Ranking the Top-K Realizations of Stochastically Known Event Logs
This work addresses uncertainty in process mining for domains with flawed data recording, though it is incremental as it builds on existing top-K proposals.
The paper tackles the problem of efficiently ranking the top-K most probable realizations in stochastically known event logs, which encode uncertainties, by implementing an O(Kn) algorithm and showing that the benefit of such rankings depends on log length and event probability distributions.

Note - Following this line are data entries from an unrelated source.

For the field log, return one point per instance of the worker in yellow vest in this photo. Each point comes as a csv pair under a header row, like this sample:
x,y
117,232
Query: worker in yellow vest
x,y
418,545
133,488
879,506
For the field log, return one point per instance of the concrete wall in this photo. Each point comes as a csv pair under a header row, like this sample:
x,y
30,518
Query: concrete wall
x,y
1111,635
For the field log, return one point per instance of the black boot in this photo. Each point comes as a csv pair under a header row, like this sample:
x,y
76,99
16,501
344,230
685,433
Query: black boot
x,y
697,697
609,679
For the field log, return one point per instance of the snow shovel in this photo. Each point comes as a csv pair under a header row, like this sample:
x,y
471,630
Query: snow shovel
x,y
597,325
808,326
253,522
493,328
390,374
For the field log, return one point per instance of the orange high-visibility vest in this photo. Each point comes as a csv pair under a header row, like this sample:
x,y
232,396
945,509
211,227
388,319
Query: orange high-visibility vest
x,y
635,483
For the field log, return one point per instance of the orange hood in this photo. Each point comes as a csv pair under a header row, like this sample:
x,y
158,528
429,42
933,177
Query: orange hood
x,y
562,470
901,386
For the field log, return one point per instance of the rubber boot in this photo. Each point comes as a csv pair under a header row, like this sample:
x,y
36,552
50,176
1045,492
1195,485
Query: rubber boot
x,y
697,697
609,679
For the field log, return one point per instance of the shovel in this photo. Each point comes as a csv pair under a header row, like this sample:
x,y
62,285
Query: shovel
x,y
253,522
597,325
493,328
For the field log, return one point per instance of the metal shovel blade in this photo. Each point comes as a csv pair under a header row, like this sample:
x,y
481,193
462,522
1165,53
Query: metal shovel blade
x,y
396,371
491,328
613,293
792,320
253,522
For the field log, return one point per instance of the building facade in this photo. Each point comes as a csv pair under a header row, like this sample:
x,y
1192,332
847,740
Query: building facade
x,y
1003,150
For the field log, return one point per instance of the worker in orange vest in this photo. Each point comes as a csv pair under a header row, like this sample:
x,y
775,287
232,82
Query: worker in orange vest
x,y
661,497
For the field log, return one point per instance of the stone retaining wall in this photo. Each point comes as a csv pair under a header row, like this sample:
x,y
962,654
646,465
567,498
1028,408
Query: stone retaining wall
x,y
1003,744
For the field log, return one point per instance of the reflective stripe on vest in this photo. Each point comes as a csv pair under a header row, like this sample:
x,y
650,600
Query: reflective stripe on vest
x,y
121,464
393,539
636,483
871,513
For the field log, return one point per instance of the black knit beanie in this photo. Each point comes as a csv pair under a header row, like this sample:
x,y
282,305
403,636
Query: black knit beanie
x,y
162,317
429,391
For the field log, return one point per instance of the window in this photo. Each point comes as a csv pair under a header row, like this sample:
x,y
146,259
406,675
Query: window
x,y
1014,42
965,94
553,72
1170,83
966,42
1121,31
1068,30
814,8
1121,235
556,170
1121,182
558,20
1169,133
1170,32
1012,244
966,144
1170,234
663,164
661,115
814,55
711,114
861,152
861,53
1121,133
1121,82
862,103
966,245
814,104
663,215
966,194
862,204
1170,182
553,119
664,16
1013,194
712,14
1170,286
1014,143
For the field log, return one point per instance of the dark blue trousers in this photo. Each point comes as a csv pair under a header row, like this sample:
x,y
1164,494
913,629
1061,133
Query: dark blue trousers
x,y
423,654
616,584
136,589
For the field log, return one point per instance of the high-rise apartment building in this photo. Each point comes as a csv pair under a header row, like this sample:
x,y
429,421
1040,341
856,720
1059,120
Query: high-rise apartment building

Various kinds of uncertainty can occur in event logs, e.g., due to flawed recording, data quality issues, or the use of probabilistic models for activity recognition. Stochastically known event logs make these uncertainties transparent by encoding multiple possible realizations for events. However, the number of realizations encoded by a stochastically known log grows exponentially with its size, making exhaustive exploration infeasible even for moderately sized event logs. Thus, considering only the top-K most probable realizations has been proposed in the literature. In this paper, we implement an efficient algorithm to calculate a top-K realization ranking of an event log under event independence within O(Kn), where n is the number of uncertain events in the log. This algorithm is used to investigate the benefit of top-K rankings over top-1 interpretations of stochastically known event logs. Specifically, we analyze the usefulness of top-K rankings against different properties of the input data. We show that the benefit of a top-K ranking depends on the length of the input event log and the distribution of the event probabilities. The results highlight the potential of top-K rankings to enhance uncertainty-aware process mining techniques.